Rosetta é seguida de perto e sem
paternalismo pelos Dardenne, que tampouco parecem dispostos a fazer dela mártir,
depositária dos males mundanos. A linguagem seca e dura acompanha ininterrupta esta
garota que vai e vem pela floresta, onde intercala o único sapato urbano com a bota
de borracha própria ao lamaçal em que vive. Não há música, e inexistem, ainda,
movimentos de câmera que redimam ou aliviem por qualquer beleza do entorno.
Tudo é registrado com a urgência que a pobre menina tem para tornar-se alguém.

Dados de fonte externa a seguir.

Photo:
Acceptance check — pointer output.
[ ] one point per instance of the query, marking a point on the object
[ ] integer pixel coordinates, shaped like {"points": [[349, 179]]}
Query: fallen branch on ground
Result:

Em Rosetta rareiam os espaços para julgamentos morais ou
justificativas óbvias, pois seu ideário apregoa que às pessoas resta (sobre)viver
com o peso de suas próprias falhas. Menos pela aproximação estética com o real,
a excelência da visão dos Dardenne em Rosetta
se dá por uma espécie de ética do cotidiano que alimenta pessoas e situações
cinemáticas. E no derradeiro momento, quando
a dureza atinge níveis quase insuportáveis, o beco sem saída pode
transformar-se em chance. Pode, mas não quer dizer que a tragédia iminente
venha, de fato, virar uma centelha de esperança.
Publicado originalmente no Papo de Cinema
Olá, Celo!
ResponderExcluirEm breve, pretendo assistir a mais filmes dos irmãos belgas.
Abraçosss
Depois do excepcional "O Garoto e a Bicicleta" reuni os demais filmes dos Dardenne para assistir, mas ainda não iniciei esta incursão. Estou bastante curioso, "Rosetta" será o primeiro a ser visto.
ResponderExcluirUm abraço!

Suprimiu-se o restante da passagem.